Servei de Pneumologia, Institut del Torax, Hospital Clinic, Universitat de Barcelona, Barcelona, Spain.
Crit Care Med. 2012 Sep;40(9):2552-61. doi: 10.1097/CCM.0b013e318259203d.
The use of corticosteroids is frequent in critically-ill patients. However, little information is available on their effects in patients with intensive care unit-acquired pneumonia. We assessed patients' characteristics, microbial etiology, inflammatory response, and outcomes of previous corticosteroid use in patients with intensive care unit-acquired pneumonia.

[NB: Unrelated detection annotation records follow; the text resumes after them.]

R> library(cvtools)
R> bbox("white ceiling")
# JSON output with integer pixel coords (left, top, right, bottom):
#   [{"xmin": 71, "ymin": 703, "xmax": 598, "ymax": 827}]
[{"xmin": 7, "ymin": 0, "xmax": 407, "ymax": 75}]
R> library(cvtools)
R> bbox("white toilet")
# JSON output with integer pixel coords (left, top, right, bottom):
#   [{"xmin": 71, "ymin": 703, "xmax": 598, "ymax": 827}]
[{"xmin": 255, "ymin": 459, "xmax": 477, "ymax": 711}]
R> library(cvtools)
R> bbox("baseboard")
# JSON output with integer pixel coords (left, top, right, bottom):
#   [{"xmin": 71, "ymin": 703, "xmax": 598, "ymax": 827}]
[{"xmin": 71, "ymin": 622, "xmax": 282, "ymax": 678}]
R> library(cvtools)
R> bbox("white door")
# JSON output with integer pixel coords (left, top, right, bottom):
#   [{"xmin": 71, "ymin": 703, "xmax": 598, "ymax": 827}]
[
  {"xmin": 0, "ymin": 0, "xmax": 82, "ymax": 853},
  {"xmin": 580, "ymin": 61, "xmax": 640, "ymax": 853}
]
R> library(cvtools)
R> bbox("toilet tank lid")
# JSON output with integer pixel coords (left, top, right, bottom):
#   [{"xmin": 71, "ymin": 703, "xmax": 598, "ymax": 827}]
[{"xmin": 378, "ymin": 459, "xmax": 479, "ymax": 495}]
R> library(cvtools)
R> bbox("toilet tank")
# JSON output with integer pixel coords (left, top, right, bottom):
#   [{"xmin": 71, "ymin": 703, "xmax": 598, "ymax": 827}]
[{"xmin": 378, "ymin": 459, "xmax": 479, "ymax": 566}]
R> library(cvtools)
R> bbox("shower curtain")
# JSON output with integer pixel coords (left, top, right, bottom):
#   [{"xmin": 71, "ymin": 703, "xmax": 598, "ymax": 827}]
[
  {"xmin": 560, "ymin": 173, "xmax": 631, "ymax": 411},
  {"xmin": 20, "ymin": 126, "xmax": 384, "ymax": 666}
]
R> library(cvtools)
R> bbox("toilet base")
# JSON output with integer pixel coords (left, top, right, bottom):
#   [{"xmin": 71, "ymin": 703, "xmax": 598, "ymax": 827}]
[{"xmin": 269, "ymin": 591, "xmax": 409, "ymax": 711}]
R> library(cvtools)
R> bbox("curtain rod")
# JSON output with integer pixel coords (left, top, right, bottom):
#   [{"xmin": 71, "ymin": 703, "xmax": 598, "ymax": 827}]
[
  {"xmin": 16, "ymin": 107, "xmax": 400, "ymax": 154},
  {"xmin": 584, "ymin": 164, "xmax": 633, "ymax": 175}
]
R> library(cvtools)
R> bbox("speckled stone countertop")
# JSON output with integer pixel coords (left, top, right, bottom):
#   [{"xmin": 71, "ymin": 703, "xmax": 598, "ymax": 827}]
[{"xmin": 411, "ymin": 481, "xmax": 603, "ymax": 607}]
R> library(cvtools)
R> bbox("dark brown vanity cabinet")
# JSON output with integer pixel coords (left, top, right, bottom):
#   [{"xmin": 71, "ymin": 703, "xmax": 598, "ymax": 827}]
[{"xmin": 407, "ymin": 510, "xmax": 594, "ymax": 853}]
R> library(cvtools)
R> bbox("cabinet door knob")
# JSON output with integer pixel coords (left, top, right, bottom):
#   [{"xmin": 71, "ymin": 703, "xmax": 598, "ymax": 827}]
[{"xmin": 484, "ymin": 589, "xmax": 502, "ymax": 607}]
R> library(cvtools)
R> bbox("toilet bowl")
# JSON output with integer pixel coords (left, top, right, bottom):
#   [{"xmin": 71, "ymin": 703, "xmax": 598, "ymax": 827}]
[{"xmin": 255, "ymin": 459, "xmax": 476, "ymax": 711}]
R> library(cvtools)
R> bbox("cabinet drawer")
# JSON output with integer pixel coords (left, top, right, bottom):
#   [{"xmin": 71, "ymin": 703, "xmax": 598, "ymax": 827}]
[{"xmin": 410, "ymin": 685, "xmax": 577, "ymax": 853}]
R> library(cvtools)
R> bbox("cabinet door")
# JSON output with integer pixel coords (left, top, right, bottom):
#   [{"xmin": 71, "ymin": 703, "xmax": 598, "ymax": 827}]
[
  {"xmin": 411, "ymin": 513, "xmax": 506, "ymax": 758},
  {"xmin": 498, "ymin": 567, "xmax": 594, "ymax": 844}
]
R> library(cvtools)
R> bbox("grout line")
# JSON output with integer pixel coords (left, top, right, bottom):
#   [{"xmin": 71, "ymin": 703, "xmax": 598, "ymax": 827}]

Prospective observational study.
Intensive care units of a university teaching hospital.
Three hundred sixteen patients with intensive care unit-acquired pneumonia. Patients were divided according to previous systemic steroid use at onset of pneumonia.
None.
Survival at 28 days was analyzed using Cox regression, with adjustment for the propensity for receiving steroid therapy. One hundred twenty-five (40%) patients were receiving steroids at onset of pneumonia. Despite similar baseline clinical severity, steroid treatment was associated with decreased 28-day survival (adjusted hazard ratio for propensity score and mortality predictors 2.503; 95% confidence interval 1.176-5.330; p = .017) and decreased systemic inflammatory response. In post hoc analyses, steroid treatment had an impact on survival in patients with nonventilator intensive care unit-acquired pneumonia, those with lower baseline severity and organ dysfunction, and those without etiologic diagnosis or bacteremia. The cumulative dosage of corticosteroids had no significant effect on the risk of death, but bacterial burden upon diagnosis was higher in patients receiving steroid therapy.
In critically-ill patients, systemic corticosteroids should be used very cautiously because this treatment is strongly associated with increased risk of death in patients with intensive care unit-acquired pneumonia, particularly in the absence of established indications and in patients with lower baseline severity. Decreased inflammatory response may result in delayed clinical suspicion of intensive care unit-acquired pneumonia and higher bacterial count.
皮质类固醇在危重症患者中使用较为频繁。然而,关于皮质类固醇在重症监护病房获得性肺炎患者中的作用的信息却很少。我们评估了重症监护病房获得性肺炎患者的临床特征、微生物病因、炎症反应和皮质类固醇治疗史对预后的影响。
前瞻性观察性研究。
一所大学附属医院的重症监护病房。
316 例重症监护病房获得性肺炎患者。根据肺炎发病时是否接受全身皮质类固醇治疗,将患者分为两组。
无。
使用 Cox 回归分析 28 天的生存率,调整皮质类固醇治疗的倾向性。125 例(40%)患者在肺炎发病时接受皮质类固醇治疗。尽管基线临床严重程度相似,但皮质类固醇治疗与 28 天生存率降低(倾向性评分和死亡率预测因素的调整后危险比为 2.503;95%置信区间为 1.176-5.330;p=0.017)和全身炎症反应降低有关。在事后分析中,皮质类固醇治疗对非呼吸机重症监护病房获得性肺炎患者、基线严重程度和器官功能障碍较低的患者、无病因诊断或菌血症的患者的生存率有影响。皮质类固醇的累积剂量对死亡风险没有显著影响,但接受皮质类固醇治疗的患者在诊断时的细菌负荷更高。
在危重症患者中,全身皮质类固醇的使用应非常谨慎,因为这种治疗与重症监护病房获得性肺炎患者死亡风险增加密切相关,特别是在没有明确适应证且基线严重程度较低的患者中。炎症反应降低可能导致对重症监护病房获得性肺炎的临床怀疑延迟,以及细菌计数升高。